A similar movie, from 1969 – MAROONED is an early incarnation of GRAVITY. Starring Gregory Peck and Gene Hackman, the film is a languid wait to be rescued by NASA on a return journey to Earth with time and oxygen running out – a glorious merging of thick blackness of space; low-frequency sound effects adding to the realism along with a lack of soundtrack.


Another film to look effectively into the loneliness of space is SILENT RUNNING (1972) with a space botanist the only surviving crew member remaining alongside a workforce of small robots, defending his plants to the death (one thing NASA needs to get the hang of, aside from human reproduction in space, before we get to leave this planet and go anywhere – is how to grow plants properly!).
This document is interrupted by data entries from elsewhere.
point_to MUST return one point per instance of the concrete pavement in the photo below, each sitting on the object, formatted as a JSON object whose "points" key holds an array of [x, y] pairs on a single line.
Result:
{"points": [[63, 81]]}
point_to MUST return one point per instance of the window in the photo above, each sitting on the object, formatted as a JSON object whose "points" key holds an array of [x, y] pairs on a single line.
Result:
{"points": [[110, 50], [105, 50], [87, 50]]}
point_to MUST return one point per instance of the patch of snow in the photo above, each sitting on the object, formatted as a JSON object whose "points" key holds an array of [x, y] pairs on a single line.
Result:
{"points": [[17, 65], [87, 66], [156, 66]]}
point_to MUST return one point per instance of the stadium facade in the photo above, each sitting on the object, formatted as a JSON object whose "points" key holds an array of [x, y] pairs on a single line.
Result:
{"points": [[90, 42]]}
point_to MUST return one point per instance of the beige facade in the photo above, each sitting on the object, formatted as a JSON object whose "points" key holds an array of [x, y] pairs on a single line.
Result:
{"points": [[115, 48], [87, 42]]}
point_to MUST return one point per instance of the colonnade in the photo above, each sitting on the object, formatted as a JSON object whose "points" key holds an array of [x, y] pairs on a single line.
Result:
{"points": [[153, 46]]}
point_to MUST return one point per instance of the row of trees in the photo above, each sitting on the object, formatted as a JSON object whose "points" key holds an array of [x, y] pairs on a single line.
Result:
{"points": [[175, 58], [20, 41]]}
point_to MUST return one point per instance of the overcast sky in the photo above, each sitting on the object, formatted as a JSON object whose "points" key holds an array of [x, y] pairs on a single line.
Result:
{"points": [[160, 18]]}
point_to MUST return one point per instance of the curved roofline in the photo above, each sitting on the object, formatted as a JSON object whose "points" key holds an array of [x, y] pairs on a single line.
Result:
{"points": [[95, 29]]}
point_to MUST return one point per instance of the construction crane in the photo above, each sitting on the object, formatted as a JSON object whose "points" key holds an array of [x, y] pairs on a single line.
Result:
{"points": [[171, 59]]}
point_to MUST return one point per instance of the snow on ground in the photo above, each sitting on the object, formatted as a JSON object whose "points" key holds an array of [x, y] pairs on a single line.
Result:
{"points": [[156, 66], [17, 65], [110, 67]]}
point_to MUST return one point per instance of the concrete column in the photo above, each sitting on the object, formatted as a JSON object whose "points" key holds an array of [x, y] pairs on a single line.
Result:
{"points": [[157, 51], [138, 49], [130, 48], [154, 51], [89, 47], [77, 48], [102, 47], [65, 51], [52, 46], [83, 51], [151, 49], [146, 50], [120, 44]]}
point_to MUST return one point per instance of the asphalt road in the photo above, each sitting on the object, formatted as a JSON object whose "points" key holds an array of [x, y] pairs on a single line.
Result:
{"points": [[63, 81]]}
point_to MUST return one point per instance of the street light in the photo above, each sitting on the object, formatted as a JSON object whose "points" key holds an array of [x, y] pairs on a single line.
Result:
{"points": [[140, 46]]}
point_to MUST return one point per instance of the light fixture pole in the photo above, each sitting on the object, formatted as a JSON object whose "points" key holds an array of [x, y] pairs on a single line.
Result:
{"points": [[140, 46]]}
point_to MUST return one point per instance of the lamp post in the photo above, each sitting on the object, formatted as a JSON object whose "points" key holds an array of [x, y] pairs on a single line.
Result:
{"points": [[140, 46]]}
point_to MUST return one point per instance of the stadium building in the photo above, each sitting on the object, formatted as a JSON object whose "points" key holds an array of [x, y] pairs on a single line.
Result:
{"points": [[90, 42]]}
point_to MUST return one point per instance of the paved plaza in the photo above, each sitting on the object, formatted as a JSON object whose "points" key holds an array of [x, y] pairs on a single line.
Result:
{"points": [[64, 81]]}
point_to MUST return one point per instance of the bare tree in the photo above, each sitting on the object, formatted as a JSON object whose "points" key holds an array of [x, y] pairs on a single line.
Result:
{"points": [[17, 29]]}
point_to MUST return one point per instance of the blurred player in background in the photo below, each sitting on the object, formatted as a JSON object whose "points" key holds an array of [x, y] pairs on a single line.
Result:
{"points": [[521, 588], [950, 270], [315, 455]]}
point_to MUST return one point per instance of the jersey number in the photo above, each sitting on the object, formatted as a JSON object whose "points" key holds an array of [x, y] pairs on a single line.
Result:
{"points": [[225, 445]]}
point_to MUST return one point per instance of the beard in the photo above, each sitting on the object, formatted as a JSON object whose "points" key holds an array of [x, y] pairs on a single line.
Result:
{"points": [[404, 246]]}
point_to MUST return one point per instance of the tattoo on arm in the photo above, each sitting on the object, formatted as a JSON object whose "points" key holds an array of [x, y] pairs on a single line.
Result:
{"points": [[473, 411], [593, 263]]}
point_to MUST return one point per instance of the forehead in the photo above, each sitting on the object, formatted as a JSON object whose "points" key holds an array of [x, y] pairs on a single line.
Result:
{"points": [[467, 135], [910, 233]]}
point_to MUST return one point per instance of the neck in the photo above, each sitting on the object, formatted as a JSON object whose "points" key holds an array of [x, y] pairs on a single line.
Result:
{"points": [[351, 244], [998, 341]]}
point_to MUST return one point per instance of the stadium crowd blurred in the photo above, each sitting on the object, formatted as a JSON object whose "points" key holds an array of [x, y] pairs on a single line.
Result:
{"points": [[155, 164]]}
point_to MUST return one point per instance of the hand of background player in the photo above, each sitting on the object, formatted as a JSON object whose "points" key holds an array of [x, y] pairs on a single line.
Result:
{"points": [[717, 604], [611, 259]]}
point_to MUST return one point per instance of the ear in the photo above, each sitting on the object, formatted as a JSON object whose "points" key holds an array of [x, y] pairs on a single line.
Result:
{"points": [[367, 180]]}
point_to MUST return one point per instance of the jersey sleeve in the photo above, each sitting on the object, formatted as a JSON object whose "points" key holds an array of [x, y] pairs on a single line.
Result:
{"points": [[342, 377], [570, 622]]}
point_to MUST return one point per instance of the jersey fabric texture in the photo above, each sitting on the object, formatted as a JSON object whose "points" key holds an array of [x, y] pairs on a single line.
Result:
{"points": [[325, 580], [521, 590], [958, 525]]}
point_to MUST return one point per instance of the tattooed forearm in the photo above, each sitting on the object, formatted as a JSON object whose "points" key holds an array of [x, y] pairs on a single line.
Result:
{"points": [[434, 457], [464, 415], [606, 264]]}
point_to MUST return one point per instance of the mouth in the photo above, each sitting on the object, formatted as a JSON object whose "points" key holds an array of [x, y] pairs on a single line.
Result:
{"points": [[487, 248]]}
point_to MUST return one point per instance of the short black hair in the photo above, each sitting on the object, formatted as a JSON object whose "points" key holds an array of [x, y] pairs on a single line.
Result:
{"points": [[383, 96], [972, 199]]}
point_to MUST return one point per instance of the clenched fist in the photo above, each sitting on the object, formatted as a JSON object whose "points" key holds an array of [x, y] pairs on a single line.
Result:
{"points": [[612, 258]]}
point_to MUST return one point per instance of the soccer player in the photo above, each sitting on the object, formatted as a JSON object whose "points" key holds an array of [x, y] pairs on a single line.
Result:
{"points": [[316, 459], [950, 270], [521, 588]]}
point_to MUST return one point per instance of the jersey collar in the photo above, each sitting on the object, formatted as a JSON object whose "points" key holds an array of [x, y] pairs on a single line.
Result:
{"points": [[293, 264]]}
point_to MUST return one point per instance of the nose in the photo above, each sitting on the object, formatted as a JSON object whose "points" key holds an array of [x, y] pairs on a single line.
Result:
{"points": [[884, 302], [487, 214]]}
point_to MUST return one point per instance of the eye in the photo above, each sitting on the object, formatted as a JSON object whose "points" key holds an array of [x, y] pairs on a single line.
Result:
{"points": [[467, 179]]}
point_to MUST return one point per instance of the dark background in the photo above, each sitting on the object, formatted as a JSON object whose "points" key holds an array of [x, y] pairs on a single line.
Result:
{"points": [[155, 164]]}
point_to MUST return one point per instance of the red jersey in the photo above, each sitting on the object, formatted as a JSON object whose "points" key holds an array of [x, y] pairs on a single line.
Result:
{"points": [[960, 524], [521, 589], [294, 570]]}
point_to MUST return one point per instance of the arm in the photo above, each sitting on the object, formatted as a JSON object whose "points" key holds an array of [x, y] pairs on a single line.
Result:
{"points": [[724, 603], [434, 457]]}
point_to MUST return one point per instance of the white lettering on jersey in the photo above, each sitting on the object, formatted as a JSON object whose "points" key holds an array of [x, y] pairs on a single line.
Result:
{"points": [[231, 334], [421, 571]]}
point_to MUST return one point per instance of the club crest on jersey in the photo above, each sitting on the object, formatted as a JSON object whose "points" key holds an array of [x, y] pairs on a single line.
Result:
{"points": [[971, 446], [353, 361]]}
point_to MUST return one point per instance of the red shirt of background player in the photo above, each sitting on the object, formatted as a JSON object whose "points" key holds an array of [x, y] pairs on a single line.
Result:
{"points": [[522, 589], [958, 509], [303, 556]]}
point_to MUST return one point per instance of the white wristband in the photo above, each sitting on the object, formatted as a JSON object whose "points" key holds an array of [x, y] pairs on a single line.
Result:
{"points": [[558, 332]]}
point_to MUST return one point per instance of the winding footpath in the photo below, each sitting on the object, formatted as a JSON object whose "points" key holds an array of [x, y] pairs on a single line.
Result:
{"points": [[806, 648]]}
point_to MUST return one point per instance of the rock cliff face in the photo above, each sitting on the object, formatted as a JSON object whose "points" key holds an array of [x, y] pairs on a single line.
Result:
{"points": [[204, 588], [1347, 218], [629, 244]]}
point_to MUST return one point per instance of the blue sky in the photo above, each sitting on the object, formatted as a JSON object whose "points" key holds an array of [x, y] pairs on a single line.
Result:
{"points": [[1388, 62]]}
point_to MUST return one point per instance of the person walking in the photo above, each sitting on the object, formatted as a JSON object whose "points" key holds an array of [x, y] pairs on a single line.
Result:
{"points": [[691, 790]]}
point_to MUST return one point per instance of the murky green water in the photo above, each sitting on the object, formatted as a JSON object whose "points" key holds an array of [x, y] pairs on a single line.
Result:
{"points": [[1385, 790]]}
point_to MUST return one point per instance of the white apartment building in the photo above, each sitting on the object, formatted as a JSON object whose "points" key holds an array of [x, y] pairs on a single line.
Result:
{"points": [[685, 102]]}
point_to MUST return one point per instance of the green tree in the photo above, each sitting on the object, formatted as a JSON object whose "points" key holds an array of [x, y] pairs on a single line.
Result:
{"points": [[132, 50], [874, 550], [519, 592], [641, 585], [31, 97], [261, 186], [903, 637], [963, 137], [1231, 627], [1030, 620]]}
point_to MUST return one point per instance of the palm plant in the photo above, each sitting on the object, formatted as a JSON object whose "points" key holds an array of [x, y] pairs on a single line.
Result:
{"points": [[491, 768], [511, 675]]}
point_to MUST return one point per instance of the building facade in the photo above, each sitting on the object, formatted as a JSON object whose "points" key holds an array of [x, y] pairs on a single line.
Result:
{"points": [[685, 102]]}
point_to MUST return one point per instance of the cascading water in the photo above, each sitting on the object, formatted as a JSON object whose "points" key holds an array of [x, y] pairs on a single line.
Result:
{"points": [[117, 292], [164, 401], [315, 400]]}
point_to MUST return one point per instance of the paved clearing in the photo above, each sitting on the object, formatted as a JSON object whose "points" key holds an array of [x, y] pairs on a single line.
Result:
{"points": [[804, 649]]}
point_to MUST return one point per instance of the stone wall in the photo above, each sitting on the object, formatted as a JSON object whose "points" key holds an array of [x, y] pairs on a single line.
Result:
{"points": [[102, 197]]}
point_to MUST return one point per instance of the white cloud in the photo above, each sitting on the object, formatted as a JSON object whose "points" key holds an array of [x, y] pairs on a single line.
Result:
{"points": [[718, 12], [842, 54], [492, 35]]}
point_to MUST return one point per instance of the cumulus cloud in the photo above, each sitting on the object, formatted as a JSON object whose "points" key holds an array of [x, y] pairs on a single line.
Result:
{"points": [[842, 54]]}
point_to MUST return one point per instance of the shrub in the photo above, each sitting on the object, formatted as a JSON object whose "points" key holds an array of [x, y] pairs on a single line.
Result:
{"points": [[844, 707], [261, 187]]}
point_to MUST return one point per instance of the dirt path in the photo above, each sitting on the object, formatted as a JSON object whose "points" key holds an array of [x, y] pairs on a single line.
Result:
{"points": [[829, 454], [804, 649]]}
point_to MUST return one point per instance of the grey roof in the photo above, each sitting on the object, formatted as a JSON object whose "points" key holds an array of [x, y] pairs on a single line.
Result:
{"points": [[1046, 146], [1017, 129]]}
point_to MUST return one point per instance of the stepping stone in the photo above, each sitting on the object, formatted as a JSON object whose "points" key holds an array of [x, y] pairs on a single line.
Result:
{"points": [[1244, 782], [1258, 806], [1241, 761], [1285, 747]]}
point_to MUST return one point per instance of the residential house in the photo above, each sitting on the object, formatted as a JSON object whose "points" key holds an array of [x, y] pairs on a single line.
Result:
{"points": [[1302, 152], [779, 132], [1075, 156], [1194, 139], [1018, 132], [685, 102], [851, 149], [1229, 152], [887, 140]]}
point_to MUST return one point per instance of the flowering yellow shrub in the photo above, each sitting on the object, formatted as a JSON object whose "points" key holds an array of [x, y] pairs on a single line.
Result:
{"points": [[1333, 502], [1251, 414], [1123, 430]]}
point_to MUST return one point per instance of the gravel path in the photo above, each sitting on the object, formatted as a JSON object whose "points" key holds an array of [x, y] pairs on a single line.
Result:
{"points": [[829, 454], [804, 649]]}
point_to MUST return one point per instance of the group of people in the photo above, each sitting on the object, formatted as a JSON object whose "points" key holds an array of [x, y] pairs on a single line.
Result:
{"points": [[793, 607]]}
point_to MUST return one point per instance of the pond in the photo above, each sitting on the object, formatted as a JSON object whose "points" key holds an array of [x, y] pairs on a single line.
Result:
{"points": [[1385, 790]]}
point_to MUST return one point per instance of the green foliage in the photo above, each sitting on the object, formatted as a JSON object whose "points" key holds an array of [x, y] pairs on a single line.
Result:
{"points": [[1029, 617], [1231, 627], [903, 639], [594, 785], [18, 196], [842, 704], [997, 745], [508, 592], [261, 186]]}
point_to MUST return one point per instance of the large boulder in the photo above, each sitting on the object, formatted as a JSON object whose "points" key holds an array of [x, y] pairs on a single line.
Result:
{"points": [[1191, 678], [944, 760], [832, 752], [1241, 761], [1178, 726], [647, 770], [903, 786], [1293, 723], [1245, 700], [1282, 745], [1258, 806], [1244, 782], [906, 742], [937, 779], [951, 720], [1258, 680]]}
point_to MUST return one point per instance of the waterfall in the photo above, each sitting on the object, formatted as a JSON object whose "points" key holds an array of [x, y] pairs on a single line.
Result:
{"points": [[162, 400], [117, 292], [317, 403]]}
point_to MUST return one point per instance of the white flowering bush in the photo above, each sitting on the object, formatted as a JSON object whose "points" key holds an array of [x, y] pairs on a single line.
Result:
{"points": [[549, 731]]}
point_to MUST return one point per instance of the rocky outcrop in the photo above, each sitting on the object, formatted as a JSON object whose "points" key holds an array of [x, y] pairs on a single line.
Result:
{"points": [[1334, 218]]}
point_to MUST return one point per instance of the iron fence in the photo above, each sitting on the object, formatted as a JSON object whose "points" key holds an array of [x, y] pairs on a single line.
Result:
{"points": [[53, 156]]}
ALIEN (1979) is one of the most effective visualisations (even without the monster) of the oppressive vastness of space and the claustrophobic confines it can also offer – ALIEN dwells on how pathetic we, as humans, become when measured against the dark, empty, vastness of space and all that may live there and not be as friendly as us (though whether we, as a species, are all that friendly is another question).
Disney’s THE BLACK HOLE (1979) lingers on the madness of space – how the human mind copes with eternity and endlessness, or doesn’t (a problem all astronauts face and are trained to cope with). It’s hardly surprising that a man such as Dr. Hans Reinhardt turns to the dark side and megalomania, stuck in space with sharp-shooting androids, zombie-bots (of his own making) and uninvited cute robots (of Disney’s making).

The special effects in THE BLACK HOLE effectively convey the majesty of space and the black hole suitably offers no easy answers and relentless mind-screwing, rather than simple landing on other planets and exploring designer cities and alien species living in harmony – space in THE BLACK HOLE can be Hell. The event horizon in THE BLACK HOLE is almost as hellish as that found in horror sci-fi EVENT HORIZON (1997) that, literally, is Hell. 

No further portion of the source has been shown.